Thursday, June 12, 2008

Battleships Forever: Fleet Construction Rules



For those of you not in the know, Battleships Forever is an excellent freeware space combat game by Sean Chan that features an impressive amount of quality single-player content and even more importantly (at least in the eyes of everyone I know) allows you to make your own ships. Word is that the developer will be including multiplayer functionality in a future revamp of the game; for now people (including my friends and I) are making do by pitting custom, A.I.-controlled fleets against each other. I had figured we would use the rules followed by participants in the various tournaments that had already occurred, but for me the existing rulesets turned out to be a huge disappointment. So here's my attempt. Read on for an explanation of what this ruleset does differently and why I felt it was necessary.

The single-player aspects of Battleships Forever are highly replayable thanks to the wide variety of ships players can use; the different options are well balanced against one another while still offering markedly different tactical approaches.
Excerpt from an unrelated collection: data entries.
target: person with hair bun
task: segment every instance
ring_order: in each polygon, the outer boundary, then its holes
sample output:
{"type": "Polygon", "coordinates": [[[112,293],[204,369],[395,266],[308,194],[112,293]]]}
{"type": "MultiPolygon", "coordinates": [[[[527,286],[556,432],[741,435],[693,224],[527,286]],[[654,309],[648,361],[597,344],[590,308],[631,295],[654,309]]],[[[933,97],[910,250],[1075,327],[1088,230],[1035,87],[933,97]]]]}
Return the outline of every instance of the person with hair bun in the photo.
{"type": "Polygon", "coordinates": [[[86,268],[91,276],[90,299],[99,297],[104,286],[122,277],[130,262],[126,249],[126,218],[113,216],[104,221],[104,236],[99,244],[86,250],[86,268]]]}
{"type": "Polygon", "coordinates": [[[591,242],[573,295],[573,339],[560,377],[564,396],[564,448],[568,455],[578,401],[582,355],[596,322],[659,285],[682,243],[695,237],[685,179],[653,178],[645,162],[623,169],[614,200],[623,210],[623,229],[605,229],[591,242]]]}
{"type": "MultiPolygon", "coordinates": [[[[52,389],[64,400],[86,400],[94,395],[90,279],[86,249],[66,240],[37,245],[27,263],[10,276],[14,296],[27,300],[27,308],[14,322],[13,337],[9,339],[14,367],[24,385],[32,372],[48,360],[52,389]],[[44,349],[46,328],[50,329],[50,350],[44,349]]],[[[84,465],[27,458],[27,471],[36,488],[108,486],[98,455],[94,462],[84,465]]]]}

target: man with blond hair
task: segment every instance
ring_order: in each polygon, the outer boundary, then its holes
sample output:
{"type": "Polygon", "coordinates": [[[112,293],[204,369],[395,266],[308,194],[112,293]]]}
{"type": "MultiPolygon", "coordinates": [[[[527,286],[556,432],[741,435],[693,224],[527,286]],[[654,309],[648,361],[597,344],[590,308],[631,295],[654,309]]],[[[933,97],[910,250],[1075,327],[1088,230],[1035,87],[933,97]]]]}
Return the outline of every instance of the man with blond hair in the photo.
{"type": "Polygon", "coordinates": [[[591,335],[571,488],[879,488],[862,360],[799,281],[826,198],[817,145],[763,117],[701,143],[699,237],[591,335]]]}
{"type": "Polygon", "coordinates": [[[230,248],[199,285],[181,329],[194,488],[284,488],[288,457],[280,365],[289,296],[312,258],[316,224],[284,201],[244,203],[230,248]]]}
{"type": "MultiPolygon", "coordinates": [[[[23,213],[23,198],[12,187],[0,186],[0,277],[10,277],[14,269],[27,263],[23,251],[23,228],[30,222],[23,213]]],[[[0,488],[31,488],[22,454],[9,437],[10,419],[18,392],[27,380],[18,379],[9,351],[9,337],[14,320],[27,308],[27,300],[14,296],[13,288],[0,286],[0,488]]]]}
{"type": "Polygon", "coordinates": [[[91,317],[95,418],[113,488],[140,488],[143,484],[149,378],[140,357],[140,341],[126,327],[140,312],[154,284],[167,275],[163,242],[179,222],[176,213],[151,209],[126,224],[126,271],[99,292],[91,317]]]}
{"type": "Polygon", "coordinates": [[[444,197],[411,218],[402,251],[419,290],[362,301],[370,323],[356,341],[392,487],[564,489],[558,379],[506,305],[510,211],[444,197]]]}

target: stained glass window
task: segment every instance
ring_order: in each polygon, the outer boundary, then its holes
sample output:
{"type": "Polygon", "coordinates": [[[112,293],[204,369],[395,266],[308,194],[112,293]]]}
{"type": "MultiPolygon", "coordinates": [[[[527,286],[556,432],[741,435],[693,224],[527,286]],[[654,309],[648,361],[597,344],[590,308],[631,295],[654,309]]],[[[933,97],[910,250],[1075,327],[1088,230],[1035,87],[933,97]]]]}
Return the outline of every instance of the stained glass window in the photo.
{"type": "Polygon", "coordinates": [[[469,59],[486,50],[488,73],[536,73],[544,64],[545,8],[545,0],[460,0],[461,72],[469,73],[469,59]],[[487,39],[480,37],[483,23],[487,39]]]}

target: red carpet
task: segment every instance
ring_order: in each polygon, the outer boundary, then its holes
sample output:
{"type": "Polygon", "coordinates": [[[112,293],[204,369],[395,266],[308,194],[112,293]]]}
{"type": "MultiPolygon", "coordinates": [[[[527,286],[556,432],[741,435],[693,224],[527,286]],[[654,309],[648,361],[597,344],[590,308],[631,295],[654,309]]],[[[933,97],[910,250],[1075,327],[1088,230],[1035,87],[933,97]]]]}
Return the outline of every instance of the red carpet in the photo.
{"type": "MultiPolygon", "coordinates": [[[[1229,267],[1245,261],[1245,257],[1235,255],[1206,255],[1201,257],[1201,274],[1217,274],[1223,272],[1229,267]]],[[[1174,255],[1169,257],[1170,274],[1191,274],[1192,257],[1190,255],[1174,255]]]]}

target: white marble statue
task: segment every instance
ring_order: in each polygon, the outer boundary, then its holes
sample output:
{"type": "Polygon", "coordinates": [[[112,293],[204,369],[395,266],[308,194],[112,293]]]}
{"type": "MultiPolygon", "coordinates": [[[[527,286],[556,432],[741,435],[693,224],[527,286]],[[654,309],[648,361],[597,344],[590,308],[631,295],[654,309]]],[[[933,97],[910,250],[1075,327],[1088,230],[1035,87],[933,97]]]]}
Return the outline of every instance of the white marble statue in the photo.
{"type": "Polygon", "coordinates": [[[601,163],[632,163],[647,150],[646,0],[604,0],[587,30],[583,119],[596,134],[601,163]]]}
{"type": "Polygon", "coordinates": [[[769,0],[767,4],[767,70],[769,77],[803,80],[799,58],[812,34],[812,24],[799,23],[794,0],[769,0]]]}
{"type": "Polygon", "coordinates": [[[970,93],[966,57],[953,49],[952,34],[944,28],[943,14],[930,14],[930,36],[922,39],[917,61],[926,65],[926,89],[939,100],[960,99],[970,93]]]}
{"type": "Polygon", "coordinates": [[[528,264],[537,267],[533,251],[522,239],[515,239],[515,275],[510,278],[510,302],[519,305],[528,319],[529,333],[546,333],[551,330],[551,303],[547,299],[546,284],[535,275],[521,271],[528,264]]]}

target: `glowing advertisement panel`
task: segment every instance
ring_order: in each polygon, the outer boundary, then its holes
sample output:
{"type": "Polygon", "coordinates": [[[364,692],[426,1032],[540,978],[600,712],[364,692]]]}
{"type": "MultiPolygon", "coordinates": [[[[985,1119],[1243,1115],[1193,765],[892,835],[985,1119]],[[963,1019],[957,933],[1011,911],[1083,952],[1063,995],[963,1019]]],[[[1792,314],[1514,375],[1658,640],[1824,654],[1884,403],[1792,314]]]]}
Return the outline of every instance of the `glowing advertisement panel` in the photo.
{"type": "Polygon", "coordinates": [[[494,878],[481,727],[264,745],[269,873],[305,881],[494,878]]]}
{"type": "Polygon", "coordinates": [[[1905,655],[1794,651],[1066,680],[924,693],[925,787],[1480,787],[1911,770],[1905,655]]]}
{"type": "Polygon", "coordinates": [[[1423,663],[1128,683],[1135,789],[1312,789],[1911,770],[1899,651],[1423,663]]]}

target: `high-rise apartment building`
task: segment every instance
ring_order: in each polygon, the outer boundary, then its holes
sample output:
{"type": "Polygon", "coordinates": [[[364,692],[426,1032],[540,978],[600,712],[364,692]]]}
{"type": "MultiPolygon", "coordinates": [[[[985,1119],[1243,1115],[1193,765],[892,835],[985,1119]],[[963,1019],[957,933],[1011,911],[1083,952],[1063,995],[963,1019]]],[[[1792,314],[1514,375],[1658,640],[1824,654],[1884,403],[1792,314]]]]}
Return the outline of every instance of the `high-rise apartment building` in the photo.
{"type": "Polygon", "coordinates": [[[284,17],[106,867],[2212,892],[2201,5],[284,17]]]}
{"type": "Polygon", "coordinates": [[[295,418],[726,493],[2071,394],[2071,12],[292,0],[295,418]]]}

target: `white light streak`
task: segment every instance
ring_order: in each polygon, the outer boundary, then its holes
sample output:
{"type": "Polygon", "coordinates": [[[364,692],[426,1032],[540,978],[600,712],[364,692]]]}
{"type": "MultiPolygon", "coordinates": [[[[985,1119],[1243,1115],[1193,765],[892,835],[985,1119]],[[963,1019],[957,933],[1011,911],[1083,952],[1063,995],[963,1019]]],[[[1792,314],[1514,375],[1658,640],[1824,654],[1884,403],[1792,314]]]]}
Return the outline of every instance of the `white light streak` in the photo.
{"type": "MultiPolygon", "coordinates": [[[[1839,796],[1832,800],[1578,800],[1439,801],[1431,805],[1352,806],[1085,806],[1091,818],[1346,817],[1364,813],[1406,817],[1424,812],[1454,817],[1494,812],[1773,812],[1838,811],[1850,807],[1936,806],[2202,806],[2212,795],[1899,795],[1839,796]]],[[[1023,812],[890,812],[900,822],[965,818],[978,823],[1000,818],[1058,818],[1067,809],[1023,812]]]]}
Unfortunately, the existing rulesets throw all that out the window in favor of a much narrower class of designs. My goal with this ruleset has been to instead set the rules up so that the ships we see in single player are all perfectly viable examples of design- not the work of a moron who shot himself in the foot the second he neglected the obligatory deflectors/cheap weapon buy option.

Basically, I want to have ship design be an actual part of the game, and that's very difficult without a balancing ruleset. Since a game is any experience where you have fun by overcoming challenges, there has to be more of a challenge to design than "aegis deflectors and every weapon in the game one every section". Hopefully this ruleset successfully emulates the balance model Sean Chan followed when he made the ships for this game, consciously or unconsciously.

As always, criticisms and suggestions are welcome, though I might also be persuaded to admit a compliment if it was specific enough.